Play written by Gerhart Hauptmann

The Conflagration (Der rote Hahn, 1901) is a German play written by Gerhart Hauptmann (1862–1946). Like Henrik Ibsen, Hauptmann focuses attention on social issues. Unlike The Weavers (1892) and The Assumption of Hannele (1893), it does not seem to have ever been performed on Broadway; however, it was adapted as a German film in 1962, directed by John Olden and starring Rudolf Platte as Schuhmachermeister Fielitz and Inge Meysel as Frau Fielitz.

==Characters==

- Fielitz, cobbler
- Mrs. Fielitz, his wife
- Leontine, her oldest daughter by her first marriage
- Schmarowski, architect and son-in-law to the Fielitz'
- Langheinrich, smith
- Rauchhaupt, retired Prussian constable
- Gustav, his oldest son, congenital imbecile
- Mieze, Lottle, Trude, Lenchen,
- Lieschen, Mariechen, Tienchen, Hannchen, his daughters
- Dr. Boxer, physician of Jewish birth
- Von Wehrhahn, justice
- Ede, journeyman at Langheinrich's
- Glasenapp, clerk in the Justice's Court
- Schulze, constable
- Mrs.

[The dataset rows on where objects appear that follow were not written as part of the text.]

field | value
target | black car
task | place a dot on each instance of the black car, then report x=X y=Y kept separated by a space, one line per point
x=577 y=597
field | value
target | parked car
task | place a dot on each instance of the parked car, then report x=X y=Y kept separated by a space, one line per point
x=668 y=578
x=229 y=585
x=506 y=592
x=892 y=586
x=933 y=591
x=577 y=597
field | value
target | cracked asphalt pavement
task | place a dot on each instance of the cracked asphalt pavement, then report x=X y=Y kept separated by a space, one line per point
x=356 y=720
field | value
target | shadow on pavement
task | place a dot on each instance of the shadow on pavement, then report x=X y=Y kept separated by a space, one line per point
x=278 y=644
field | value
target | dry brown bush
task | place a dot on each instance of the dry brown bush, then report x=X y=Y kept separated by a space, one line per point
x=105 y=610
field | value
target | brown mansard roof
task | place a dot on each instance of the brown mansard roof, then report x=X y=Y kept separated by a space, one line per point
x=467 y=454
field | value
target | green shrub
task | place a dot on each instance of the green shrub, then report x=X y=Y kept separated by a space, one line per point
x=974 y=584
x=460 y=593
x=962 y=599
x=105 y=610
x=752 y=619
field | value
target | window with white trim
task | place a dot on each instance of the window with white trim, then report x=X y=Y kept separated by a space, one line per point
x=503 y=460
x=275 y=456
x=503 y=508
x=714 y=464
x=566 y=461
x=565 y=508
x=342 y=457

Schulze, his aunt
- Tschache, constable
- A fireman
- A boy
- Janitor of the Court
- Village people

==Plot==
Setting: In the neighbourhood of Berlin, around 1901.

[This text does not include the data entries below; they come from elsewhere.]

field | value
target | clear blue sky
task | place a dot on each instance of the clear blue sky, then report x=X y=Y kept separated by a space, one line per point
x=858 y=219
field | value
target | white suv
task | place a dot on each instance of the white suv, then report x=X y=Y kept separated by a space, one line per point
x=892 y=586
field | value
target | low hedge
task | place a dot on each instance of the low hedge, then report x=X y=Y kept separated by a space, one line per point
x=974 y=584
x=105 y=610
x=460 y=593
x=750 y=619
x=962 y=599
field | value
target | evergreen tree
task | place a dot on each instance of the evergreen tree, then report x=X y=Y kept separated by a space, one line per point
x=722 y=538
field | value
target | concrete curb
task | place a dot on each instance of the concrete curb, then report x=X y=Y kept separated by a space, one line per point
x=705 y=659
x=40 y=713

Fielitz, a cobbler, is arguing with his wife, who wants them to stop toiling for nothing. She suggests committing arson, setting fire to their house to obtain insurance money. Von Wehrhahn arrives, Mrs. Fielitz being formerly known as Wolff and his housekeeper. Neighbors arrive as well: Langheinrich, a smith, and Rauchhaupt, a retired constable. They make comments about the iron cross inscribed by Rauchhaupt on the grave of her former husband. Later, Langheinrich receives the visit of Dr Boxer, who has returned after being at sea for several years. Gustav, Rauchhaupt's mentally handicapped son, enters briskly, excited, making sounds from his mouth seeming like a trumpet. He drops a box of matches. There is a fire at the Fielitz house, Langheinrich being called as a voluntary fireman. The business is investigated by Wehrhahn, who concludes, contrary to his father's belief, that Gustav is guilty and must be sent away. Despite Rauchhaupt's suspicions, the Fielitz are never found out. They profit by it, together with their family, including their prosperous son-in-law to their daughter, Schmarowski, an architect. Nevertheless, the stress of the experience seems to have affected Fielitz' brain, Mrs Fielitz feels poorly, and just as Fielitz bursts in the room exclaiming: "Me ... me ... me ... me ... it was me that did it!", his wife wanders, her arms thrashing about, and dies.